The sociologist Matthew Desmond’s 2016 book “Evicted: Poverty and Profit in the American City,” which won the Pulitzer Prize for nonfiction, opens by recounting a year in the life of one family in Milwaukee. Single mom Arleen and her two sons are evicted from their apartment over property damage perpetrated by a stranger. They spend a few months in a homeless shelter until Arleen finds another rental they can afford; after a few weeks the city deems the house unfit for human habitation, and the family winds up in a drug-ridden apartment complex where Arleen worries about her sons’ safety. Four months later, the mother moves the boys into their fifth address in a span of 12 months’ time; the rent eats up 88 percent of Arleen’s welfare check.
‘Landladies’ ★★★ When: Through April 20 Where: Northlight Theatre, 9501 Skokie Blvd, Skokie Tickets: $30 – $88 Info: northlight.org Run time: 1 hours 30 minutes, with no intermission
Playwright Sharyn Rothstein’s new play “Landladies,” which was commissioned by Northlight Theatre, was inspired by her reading of “Evicted,” which profiles eight Milwaukee families like Arleen’s, each of which struggles to stay in good standing with their landlords. But Desmond’s book also looks at the landlords, those building owners who choose to rent to the most vulnerable classes of tenants, who may have evictions on their records, bad or no credit scores, and who may be willing to accept code-violating conditions of disrepair. These landlords might be just a few missed mortgage payments or unexpected repairs away from finding themselves in their own tenants’ shoes.

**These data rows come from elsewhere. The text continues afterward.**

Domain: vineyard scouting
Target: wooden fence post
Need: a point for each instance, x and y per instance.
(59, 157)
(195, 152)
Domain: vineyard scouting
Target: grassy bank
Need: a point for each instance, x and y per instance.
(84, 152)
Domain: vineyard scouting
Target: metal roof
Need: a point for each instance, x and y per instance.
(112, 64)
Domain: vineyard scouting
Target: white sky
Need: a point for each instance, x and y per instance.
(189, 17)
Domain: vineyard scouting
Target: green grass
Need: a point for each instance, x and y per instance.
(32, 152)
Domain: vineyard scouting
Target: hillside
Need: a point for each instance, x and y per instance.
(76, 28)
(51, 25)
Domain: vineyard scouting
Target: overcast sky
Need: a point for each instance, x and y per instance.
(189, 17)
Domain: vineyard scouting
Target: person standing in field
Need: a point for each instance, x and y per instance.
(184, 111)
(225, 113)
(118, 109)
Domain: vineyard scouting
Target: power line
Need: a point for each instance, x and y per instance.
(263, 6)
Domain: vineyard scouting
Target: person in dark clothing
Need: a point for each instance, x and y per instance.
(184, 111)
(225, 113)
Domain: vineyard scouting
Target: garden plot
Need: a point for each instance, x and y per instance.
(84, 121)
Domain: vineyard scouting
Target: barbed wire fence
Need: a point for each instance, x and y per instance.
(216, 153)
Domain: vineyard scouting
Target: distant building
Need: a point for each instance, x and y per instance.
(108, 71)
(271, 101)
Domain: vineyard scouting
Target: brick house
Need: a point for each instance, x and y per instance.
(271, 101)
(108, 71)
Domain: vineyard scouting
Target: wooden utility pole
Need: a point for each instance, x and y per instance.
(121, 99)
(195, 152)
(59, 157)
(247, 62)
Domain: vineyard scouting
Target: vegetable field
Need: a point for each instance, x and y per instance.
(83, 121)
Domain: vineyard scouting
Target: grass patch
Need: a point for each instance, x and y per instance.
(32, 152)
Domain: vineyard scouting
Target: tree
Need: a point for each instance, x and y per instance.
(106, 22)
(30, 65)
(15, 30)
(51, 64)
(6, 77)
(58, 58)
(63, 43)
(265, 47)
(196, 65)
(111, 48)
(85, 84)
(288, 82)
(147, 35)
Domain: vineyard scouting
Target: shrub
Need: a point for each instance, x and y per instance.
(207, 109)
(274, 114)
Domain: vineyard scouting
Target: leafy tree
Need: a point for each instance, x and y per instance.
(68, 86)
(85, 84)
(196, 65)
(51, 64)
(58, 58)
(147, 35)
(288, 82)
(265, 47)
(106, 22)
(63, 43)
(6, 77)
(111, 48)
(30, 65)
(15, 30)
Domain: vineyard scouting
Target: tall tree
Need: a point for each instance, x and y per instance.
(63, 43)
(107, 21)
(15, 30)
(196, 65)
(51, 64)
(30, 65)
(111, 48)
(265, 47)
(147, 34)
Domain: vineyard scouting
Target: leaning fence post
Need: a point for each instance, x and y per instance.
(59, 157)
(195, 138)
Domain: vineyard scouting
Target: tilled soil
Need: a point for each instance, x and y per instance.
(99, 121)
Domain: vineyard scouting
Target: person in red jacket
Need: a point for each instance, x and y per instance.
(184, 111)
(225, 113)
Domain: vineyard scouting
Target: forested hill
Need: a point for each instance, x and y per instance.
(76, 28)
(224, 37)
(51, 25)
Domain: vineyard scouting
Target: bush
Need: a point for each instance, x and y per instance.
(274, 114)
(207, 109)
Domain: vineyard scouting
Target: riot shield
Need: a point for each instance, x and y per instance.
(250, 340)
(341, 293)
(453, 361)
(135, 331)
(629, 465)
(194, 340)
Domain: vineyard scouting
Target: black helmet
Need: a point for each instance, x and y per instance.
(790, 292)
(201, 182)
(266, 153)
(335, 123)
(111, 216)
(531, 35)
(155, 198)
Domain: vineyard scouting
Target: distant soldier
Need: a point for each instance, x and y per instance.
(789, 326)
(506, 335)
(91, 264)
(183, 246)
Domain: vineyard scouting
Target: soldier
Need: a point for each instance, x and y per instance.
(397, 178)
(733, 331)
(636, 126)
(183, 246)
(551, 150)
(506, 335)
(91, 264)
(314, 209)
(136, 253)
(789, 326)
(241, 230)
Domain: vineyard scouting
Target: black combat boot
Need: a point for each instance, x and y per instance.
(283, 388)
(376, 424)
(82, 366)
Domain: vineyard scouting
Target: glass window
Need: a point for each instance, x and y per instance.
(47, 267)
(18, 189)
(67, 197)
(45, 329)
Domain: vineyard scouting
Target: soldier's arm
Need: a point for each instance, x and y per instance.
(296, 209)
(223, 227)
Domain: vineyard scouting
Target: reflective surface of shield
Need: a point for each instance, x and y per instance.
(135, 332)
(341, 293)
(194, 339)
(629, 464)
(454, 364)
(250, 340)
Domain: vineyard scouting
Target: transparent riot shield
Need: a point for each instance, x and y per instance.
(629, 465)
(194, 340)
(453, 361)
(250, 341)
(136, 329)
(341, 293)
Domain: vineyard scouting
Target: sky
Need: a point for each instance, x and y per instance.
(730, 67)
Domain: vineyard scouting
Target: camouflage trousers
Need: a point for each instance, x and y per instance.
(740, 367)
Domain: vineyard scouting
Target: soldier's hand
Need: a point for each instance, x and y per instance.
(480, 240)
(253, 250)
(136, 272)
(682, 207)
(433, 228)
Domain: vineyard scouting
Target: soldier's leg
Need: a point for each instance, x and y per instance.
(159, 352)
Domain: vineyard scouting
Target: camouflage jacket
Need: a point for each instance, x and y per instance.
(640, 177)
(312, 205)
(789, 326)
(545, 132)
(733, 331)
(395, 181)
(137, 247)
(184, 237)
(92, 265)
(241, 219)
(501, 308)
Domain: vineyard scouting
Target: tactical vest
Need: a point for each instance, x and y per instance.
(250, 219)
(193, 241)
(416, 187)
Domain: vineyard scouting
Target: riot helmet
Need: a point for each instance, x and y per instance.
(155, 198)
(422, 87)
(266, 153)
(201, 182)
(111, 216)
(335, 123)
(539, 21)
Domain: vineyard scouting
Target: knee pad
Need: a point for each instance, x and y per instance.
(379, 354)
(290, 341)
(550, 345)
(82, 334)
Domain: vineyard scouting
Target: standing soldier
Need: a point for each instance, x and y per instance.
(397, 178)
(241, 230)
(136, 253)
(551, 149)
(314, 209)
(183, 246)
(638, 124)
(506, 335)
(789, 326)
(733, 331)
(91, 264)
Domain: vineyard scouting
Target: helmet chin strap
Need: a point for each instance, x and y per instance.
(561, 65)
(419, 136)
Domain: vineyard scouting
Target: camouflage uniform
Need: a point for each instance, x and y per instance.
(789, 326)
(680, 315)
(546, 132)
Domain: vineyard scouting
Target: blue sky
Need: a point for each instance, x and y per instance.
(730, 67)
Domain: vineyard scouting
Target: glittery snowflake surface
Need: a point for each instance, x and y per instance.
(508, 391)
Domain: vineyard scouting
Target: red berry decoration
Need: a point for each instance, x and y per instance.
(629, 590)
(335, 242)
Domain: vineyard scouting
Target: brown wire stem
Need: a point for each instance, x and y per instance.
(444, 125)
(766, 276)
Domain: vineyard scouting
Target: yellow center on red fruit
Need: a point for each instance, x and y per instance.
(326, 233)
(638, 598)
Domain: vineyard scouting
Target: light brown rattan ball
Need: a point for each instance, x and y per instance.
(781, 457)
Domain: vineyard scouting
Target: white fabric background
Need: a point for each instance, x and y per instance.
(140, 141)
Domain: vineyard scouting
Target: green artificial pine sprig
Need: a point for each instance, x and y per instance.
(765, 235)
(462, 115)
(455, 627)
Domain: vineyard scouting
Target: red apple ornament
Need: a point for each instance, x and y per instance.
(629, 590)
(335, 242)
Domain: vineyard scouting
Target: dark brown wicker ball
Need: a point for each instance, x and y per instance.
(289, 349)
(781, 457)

In Rothstein’s tale, the landlady is Marti (Shanesia Davis), a former nurse’s aide who’s reinvented herself in the image of a successful businesswoman, even if image is all there is to it. Marti owns three buildings in an undesirable neighborhood of an unnamed city. Judging by the unit she shows to prospective tenant Christine (Leah Karpel) in the opening scene, Marti knows her renters are likely to be desperate enough to accept all kinds of indignities.
Things like broken windows? A kitchen with no oven? A gaping hole in the floor that goes clear through to the unit below, where a lonely widower watches late-night reruns of “I Love Lucy” with the volume turned all the way up? “It’s on my list,” Marti assures Christine, though we can see as clearly as Christine does that the things on Marti’s list rarely get checked off.
But Christine, a twentysomething woman with a sharp wit and a dead-end fast-food job, is busy trying to conceal her own baggage — like Zella, the four-year-old daughter she plans to hide from Marti, because she’s already been turned down by too many other landlords who wouldn’t accept a kid. And then there’s Poet (Julian Parker), the on-again, off-again boyfriend Christine can’t seem to get rid of — or can’t decide whether she wants to.
Marti, though, is a bit too hands-on of a landlord for those kinds of secrets to be kept for long. Compounding her list of tenant-rights violations, Marti can’t be bothered to repair the hole in the floor but does let herself into Christine’s apartment on a regular basis; soon, both Zella and Poet are out of the bag.
You may well wonder if she barges in on all her renters with such frequency. But we’re meant to see the developing of a special bond between Christine and Marti. The landlady sees a spark of untapped potential in Christine — something like the independent spirit that led Marti to go into business for herself. And Christine admires Marti’s determination and self-actualization, even if Marti’s success is kind of a precarious illusion.
Hustle recognizes hustle when these two women meet. Marti takes a protective interest in Christine and Zella — and Marti doesn’t approve of Poet’s presence in their lives, eventually forcing Christine to make a choice: evict him from their lives, or get evicted from Marti’s building.
That Poet proves to be exactly who Marti pegs him as is, frankly, a little disappointing; Parker is too intelligent and charming a performer to be playing such a stock character. But all three actors help enliven the material in Jess McLeod’s canny staging. It’s a treat to see the smart, Chicago-bred Karpel back onstage here after a few years in New York.
And the always-engaging Davis seems to saturate Marti with unspoken backstory — the better to cover for her character’s relatively low stakes, compared to Christine’s. Marti might be in debt, but her home has, as Christine sarcastically notes, “a refrigerator just for wine,” while the unit Marti rents to Christine is literally lacking a kitchen sink.
You don’t get the sense that Marti has ever had the poor person’s perspective that Christine accurately lays out near the play’s end, turning down the offer of a five-dollar bill. “Five is charity,” Christine tells her landlady. “Two thousand is life.”
Kris Vire is a local freelance writer.